Secondo quanto affermato da Emeline Bolmont, coautrice dello studio e professore all’Università di Ginevra : “Questa nuova informazione capovolge completamente il modo in cui guardiamo quello che è stato a lungo denominato il paradosso del debole giovane Sole”.

Emeline Bolmont, continua spiegando che: “È sempre stato considerato un grosso ostacolo alla comparsa della vita sulla Terra. Ma invece si scopre che per la giovane Terra molto calda, questo debole Sole potrebbe essere stato in effetti un’opportunità insperata”.

I ricercatori, precedentemente, credevano che se la radiazione solare fosse stata più debole miliardi di anni fa, la Terra si sarebbe potuta trasformare in una palla di neve. Ma invece era vero il contrario.

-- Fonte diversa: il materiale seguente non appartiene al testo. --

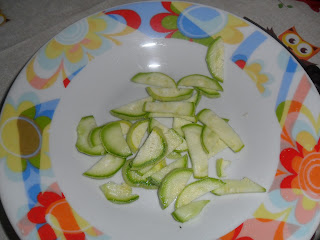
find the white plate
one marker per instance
(86, 70)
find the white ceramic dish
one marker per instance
(86, 70)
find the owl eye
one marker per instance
(292, 39)
(304, 48)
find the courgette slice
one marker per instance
(174, 155)
(154, 79)
(178, 123)
(179, 108)
(85, 126)
(218, 147)
(222, 128)
(208, 139)
(114, 141)
(157, 177)
(94, 136)
(106, 167)
(195, 98)
(197, 189)
(150, 169)
(136, 134)
(125, 126)
(199, 158)
(209, 93)
(189, 211)
(153, 150)
(171, 115)
(171, 186)
(221, 165)
(169, 94)
(134, 179)
(183, 147)
(131, 111)
(244, 185)
(198, 80)
(215, 59)
(118, 193)
(155, 123)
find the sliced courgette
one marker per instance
(174, 155)
(208, 139)
(118, 193)
(155, 123)
(197, 189)
(222, 128)
(198, 156)
(136, 134)
(113, 140)
(171, 186)
(152, 151)
(106, 167)
(134, 179)
(221, 165)
(189, 211)
(157, 177)
(209, 93)
(178, 123)
(94, 136)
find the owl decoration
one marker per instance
(297, 45)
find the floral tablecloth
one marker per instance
(27, 25)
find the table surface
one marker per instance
(33, 22)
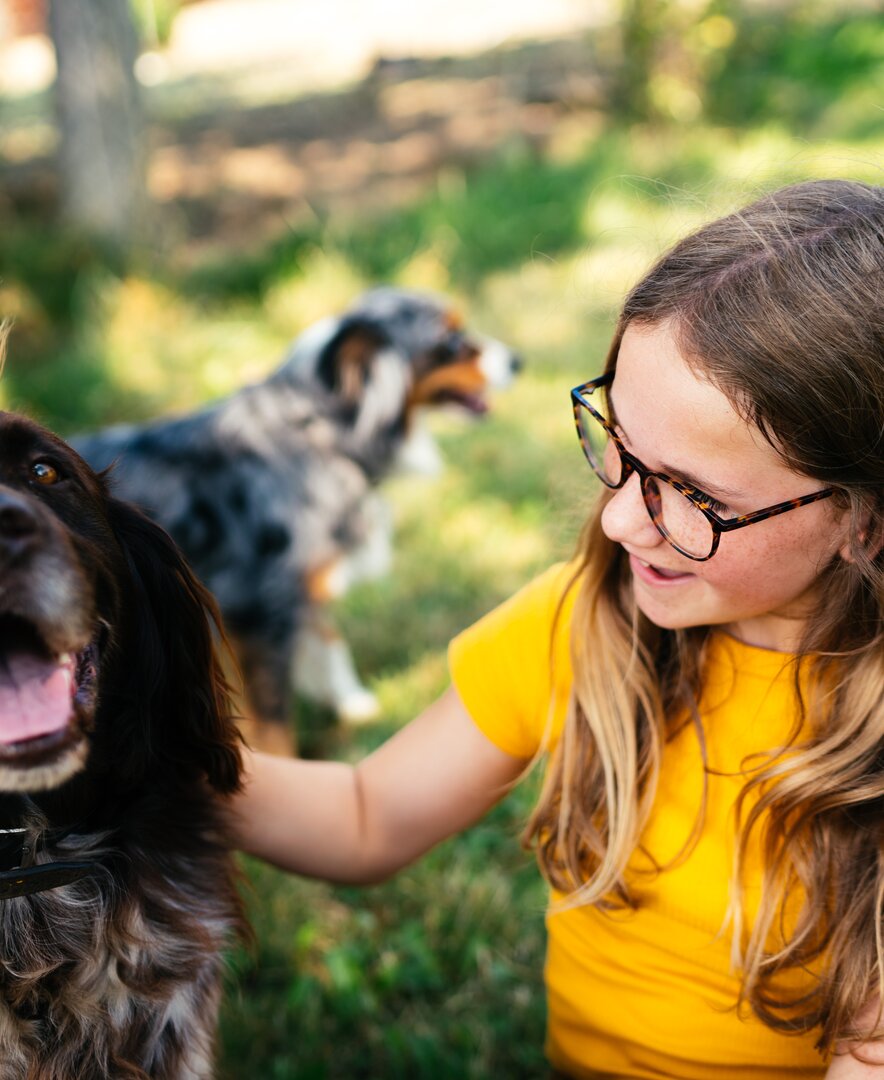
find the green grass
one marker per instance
(437, 973)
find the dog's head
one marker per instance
(107, 660)
(395, 352)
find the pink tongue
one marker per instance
(35, 696)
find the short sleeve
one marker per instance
(513, 669)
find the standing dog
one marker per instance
(271, 493)
(117, 893)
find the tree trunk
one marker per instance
(102, 151)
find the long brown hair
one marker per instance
(779, 306)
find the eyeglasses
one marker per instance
(684, 516)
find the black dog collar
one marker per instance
(18, 880)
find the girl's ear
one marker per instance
(869, 540)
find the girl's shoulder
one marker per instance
(513, 667)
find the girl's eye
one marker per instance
(715, 505)
(44, 473)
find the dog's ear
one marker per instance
(174, 683)
(368, 375)
(345, 358)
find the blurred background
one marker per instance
(184, 187)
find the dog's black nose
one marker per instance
(18, 525)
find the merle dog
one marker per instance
(271, 493)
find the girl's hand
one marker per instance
(359, 824)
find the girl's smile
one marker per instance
(656, 575)
(761, 583)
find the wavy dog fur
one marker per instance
(118, 974)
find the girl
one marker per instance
(707, 678)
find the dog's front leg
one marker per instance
(323, 670)
(266, 666)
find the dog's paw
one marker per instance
(361, 706)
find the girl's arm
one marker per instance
(847, 1067)
(359, 824)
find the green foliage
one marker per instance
(427, 977)
(787, 63)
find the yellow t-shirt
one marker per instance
(650, 993)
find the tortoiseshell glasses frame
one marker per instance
(650, 481)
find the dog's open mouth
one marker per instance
(472, 402)
(45, 697)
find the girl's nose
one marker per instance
(625, 518)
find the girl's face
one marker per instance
(761, 582)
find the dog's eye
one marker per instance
(44, 473)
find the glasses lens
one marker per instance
(679, 520)
(598, 446)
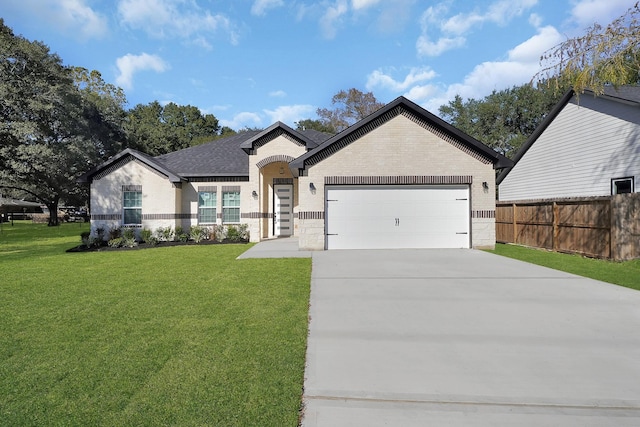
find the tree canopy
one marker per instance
(157, 129)
(52, 128)
(504, 119)
(349, 107)
(603, 55)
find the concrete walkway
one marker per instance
(285, 247)
(466, 338)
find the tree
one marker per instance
(349, 107)
(318, 125)
(604, 55)
(48, 127)
(504, 119)
(157, 130)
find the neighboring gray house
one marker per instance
(587, 146)
(400, 177)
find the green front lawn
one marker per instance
(620, 273)
(185, 336)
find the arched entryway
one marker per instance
(278, 197)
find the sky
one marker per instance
(252, 63)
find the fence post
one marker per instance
(556, 229)
(515, 224)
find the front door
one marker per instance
(282, 210)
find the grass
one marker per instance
(183, 336)
(620, 273)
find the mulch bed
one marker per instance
(105, 248)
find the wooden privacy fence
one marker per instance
(601, 227)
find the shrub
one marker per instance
(115, 243)
(199, 233)
(114, 233)
(100, 234)
(179, 233)
(164, 234)
(219, 232)
(233, 234)
(243, 230)
(145, 235)
(85, 237)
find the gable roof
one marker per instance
(629, 95)
(308, 138)
(398, 106)
(221, 157)
(124, 157)
(225, 157)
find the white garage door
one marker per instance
(379, 217)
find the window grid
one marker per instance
(132, 208)
(207, 203)
(231, 207)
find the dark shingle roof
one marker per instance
(222, 157)
(334, 143)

I risultati della ricerca mostrano la varietà dei modi in cui i pianeti rocciosi si sono evoluti nel nostro sistema solare.

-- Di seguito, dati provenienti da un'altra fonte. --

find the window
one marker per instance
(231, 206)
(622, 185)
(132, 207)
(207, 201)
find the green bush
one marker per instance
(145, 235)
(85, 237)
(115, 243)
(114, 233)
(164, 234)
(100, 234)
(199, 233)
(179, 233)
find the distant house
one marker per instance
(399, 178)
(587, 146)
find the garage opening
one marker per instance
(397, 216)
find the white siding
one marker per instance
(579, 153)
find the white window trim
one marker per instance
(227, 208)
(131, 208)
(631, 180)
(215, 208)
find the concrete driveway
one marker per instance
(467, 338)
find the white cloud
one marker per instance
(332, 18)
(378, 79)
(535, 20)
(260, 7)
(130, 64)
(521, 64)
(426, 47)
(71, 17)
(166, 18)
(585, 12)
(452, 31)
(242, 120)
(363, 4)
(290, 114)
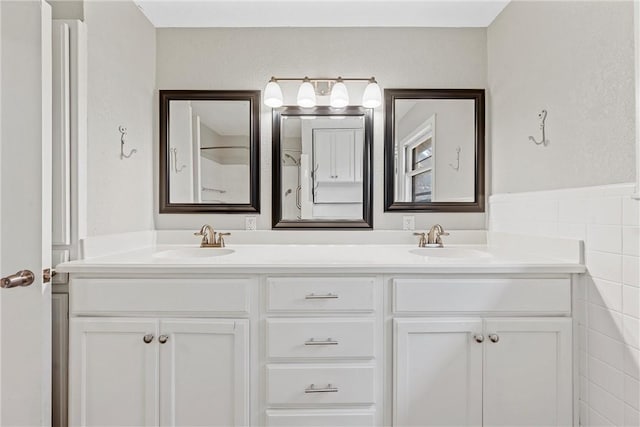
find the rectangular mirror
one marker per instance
(209, 151)
(434, 150)
(322, 167)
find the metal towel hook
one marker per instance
(543, 117)
(123, 134)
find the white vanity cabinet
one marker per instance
(477, 370)
(159, 366)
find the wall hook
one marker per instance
(174, 154)
(457, 166)
(543, 117)
(123, 134)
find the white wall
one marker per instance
(575, 59)
(246, 58)
(121, 87)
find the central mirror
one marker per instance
(322, 167)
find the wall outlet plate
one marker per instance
(250, 223)
(408, 222)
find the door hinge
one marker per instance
(47, 274)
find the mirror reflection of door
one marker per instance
(322, 167)
(209, 151)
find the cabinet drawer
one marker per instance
(320, 294)
(320, 338)
(482, 295)
(319, 385)
(320, 418)
(175, 296)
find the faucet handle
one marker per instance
(221, 238)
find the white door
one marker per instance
(437, 368)
(527, 373)
(25, 212)
(113, 372)
(204, 372)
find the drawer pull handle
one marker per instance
(323, 296)
(328, 389)
(328, 341)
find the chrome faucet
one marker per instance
(431, 239)
(209, 239)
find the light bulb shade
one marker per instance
(372, 97)
(339, 95)
(306, 95)
(273, 95)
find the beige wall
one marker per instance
(121, 87)
(247, 58)
(575, 59)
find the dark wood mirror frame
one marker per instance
(390, 97)
(367, 179)
(253, 97)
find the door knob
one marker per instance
(21, 278)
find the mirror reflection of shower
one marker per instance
(288, 192)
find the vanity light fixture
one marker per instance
(312, 87)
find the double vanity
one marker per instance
(349, 334)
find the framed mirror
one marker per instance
(209, 151)
(322, 167)
(434, 150)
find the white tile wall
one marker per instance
(608, 308)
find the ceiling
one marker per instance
(326, 13)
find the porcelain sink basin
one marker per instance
(185, 253)
(451, 253)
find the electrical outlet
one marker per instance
(409, 222)
(250, 223)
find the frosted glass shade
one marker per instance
(339, 95)
(306, 95)
(372, 97)
(273, 95)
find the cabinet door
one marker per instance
(527, 372)
(437, 368)
(204, 370)
(113, 372)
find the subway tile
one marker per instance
(630, 211)
(631, 301)
(606, 294)
(631, 270)
(574, 210)
(632, 392)
(604, 238)
(606, 349)
(631, 417)
(605, 321)
(606, 210)
(606, 404)
(631, 326)
(631, 241)
(632, 362)
(610, 379)
(603, 265)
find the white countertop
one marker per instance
(322, 258)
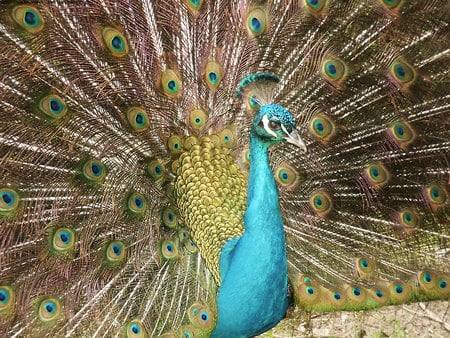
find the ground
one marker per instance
(414, 320)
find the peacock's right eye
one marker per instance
(274, 125)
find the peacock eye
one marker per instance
(274, 125)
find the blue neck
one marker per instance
(253, 295)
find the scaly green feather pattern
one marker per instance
(101, 101)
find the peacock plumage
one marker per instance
(196, 168)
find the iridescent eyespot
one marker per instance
(336, 298)
(402, 72)
(252, 103)
(321, 203)
(115, 252)
(115, 42)
(322, 127)
(377, 175)
(94, 171)
(169, 249)
(201, 316)
(399, 292)
(334, 70)
(171, 83)
(190, 246)
(257, 22)
(156, 170)
(138, 119)
(9, 200)
(7, 297)
(308, 294)
(53, 106)
(226, 138)
(213, 74)
(175, 144)
(28, 17)
(402, 133)
(197, 119)
(135, 329)
(189, 142)
(136, 204)
(436, 195)
(315, 6)
(409, 218)
(62, 239)
(364, 266)
(49, 309)
(169, 218)
(287, 176)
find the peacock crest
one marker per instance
(199, 168)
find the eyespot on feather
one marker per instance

L’oceano terrestre esiste da quasi 4 miliardi di anni. Esistono prove tangibili che Marte fosse coperto da fiumi e laghi tra i 3,5 miliardi e i 3,8 miliardi di anni fa. La nuova ricerca ora ha fatto comprendere che su Venere non ci sono mai state le condizioni adatte per poter creare acqua allo stato liquido sulla sua superficie.

Ben oltre il nostro sistema solare

La nuova ricerca potrebbe essere applicata anche agli esopianeti, ossia i pianeti presenti al di fuori del nostro sistema solare. Martin Turbet, ha dichiarato che: “I nostri risultati hanno fornito delle forti implicazioni per gli esopianeti, in quanto suggeriscono che una grande frazione di essi, che si pensava fossero in grado di avere oceani di superficie di acqua liquida, sono probabilmente ora essiccati, perché non sono mai riusciti a condensare, e quindi, a formare i loro primi oceani”.

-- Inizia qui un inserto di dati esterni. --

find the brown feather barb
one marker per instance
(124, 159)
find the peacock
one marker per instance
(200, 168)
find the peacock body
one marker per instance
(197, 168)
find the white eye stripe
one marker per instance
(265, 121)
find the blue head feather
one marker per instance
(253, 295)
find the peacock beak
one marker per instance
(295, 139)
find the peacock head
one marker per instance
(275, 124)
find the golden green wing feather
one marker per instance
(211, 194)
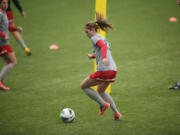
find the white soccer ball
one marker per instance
(67, 115)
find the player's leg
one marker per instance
(10, 62)
(101, 90)
(86, 85)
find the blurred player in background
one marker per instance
(16, 34)
(6, 51)
(106, 67)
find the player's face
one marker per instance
(89, 33)
(4, 5)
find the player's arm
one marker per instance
(19, 7)
(13, 28)
(103, 47)
(4, 35)
(91, 56)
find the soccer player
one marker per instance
(6, 51)
(106, 67)
(16, 34)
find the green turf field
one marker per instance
(145, 46)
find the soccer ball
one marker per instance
(67, 115)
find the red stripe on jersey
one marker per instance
(103, 47)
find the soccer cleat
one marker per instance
(27, 51)
(175, 87)
(3, 87)
(117, 116)
(104, 108)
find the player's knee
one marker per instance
(82, 86)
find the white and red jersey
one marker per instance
(101, 49)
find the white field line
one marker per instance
(75, 77)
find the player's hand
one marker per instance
(23, 14)
(105, 62)
(20, 29)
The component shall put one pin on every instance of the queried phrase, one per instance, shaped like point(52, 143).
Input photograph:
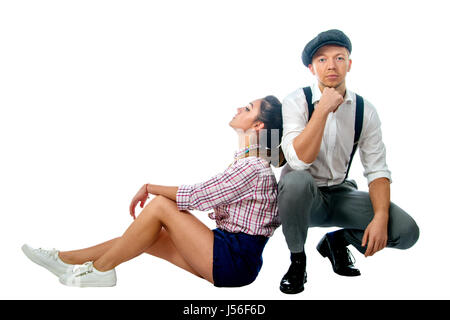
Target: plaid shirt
point(244, 197)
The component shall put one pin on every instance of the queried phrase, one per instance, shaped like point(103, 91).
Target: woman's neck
point(246, 140)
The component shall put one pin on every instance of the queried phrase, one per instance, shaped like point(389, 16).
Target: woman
point(243, 198)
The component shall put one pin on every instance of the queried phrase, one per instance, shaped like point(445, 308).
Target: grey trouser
point(302, 204)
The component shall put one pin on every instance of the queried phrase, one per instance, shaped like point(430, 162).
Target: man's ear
point(311, 68)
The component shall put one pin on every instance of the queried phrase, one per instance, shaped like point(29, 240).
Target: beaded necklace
point(243, 153)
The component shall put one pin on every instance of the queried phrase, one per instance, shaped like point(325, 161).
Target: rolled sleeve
point(292, 159)
point(372, 150)
point(295, 119)
point(183, 197)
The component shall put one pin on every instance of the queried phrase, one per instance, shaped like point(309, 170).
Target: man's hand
point(375, 236)
point(331, 99)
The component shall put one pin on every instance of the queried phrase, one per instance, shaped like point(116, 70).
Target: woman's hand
point(141, 196)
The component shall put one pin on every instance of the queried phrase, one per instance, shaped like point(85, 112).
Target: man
point(318, 143)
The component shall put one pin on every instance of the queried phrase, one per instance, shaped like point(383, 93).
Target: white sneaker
point(86, 275)
point(48, 259)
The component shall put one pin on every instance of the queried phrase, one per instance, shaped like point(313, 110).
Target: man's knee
point(296, 183)
point(407, 233)
point(409, 236)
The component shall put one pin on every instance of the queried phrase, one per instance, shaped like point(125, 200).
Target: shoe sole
point(87, 284)
point(30, 256)
point(323, 249)
point(294, 291)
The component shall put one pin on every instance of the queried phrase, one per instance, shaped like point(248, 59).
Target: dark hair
point(270, 115)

Martin Turbet, continua spiegando che: “Queste informazioni sono particolarmente importanti per gli esopianeti presenti attorno a stelle di piccola massa come TRAPPIST-1, che saranno i principali obiettivi della NASA e del James Webb Space Telescope dell’ESA, che sarà lanciato a dicembre di quest’anno”.

Conclusioni

Le future missioni su Venere potrebbero aiutare a testare la teoria avanzata da Martin Turbet e dal suo team. Il ricercatore termina spiegando che: “I nostri risultati si basano su modelli teorici e sono un elemento importante per rispondere a molti quesiti. Ma servono comunque osservazioni per pronunciarsi definitivamente sulla questione! Speriamo che le future missioni spaziali EnVision, VERITAS e DAVINCI+ ci forniscano una risposta definitiva”.

Queste missioni della NASA e dell’Agenzia spaziale europea, il cui lancio è previsto per la fine del decennio, aiuteranno gli scienziati a comprendere le più antiche caratteristiche della superficie di Venere, definite tessere. Queste “potrebbero contenere prove di tracce passate della presenza, o dell’assenza di liquidi di acqua sulla superficie di Venere”, secondo quanto riportato da Martin Turbet.